On 09/08/2014 08:26 PM, Edward Ned Harvey (blu) wrote:
The problem with bad entropy sources would be overestimating their entropy.

Entropy calculation is doomed unless one can define and control larger system boundaries--not just software but complete hardware with physical protections around it. But I can see why one would still want to ~sort~ of try.

Logically, if the crypto is good, entropy accounting should not matter, but when one is feeding crypto it is wrong to put too much on, say, a counter driving AES... Wanting real entropy as an input is good. Okay, so make some lower-boundary estimations, but don't toss entropy just because you don't know the data you are being fed.

I think it is reasonable for the Linux kernel to have an RNG, but the kernel will never define a large enough boundary to really know its entropy sources. Being strict about entropy sources logically reduces to removing Linux's hybrid entropy-pool/cryptographic RNG altogether. Anyone who is marching down that logical path is the wrong person to maintain random.c.

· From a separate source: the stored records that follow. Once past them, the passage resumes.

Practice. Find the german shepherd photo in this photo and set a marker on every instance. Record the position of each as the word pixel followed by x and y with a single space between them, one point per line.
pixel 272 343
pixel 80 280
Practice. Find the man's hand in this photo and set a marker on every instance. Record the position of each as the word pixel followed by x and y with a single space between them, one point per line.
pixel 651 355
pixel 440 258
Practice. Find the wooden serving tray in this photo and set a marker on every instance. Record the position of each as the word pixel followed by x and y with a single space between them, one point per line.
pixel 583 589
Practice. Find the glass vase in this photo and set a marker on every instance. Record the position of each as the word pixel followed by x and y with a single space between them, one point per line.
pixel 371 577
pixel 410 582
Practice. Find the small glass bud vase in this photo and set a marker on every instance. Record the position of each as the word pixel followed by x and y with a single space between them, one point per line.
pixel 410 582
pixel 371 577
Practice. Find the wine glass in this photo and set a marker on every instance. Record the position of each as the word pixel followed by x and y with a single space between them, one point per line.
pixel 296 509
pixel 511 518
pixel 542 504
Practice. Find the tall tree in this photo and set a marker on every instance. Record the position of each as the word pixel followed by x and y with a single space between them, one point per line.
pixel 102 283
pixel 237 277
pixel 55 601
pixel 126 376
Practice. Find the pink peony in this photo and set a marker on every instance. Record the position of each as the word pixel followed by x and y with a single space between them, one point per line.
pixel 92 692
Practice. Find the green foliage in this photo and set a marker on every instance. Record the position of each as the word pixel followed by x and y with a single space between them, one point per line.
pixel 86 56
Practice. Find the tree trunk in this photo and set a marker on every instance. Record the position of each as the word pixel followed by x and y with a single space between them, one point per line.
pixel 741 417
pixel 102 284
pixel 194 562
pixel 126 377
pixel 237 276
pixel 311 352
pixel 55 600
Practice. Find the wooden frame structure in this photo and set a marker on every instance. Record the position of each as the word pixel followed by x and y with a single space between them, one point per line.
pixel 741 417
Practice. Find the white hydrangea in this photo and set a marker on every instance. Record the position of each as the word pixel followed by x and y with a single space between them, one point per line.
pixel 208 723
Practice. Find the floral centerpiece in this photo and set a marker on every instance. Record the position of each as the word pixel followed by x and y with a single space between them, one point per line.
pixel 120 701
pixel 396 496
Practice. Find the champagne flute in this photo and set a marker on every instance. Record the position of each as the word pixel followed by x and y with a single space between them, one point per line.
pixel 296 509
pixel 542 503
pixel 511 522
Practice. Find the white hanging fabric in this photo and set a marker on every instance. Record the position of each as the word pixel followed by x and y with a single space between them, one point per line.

Yes, Linus can be, er, loud, and much of the time it is refreshing, but he does have a pragmatic engineering perspective and, as far as I have observed, will see reality...maybe after a delay. He does get pretty amazing results in his personnel management to produce a kernel that runs well on an astounding range of hardware.

The most egregious offense was the exclusive use of ThreadedSeedGenerator class, which produced output that sometimes lzma compressed to approx 11% of its original size. That's bad. Really, really bad.

RNGs have the risk of failing silently. But this isn't even a silent failure. Jeeze.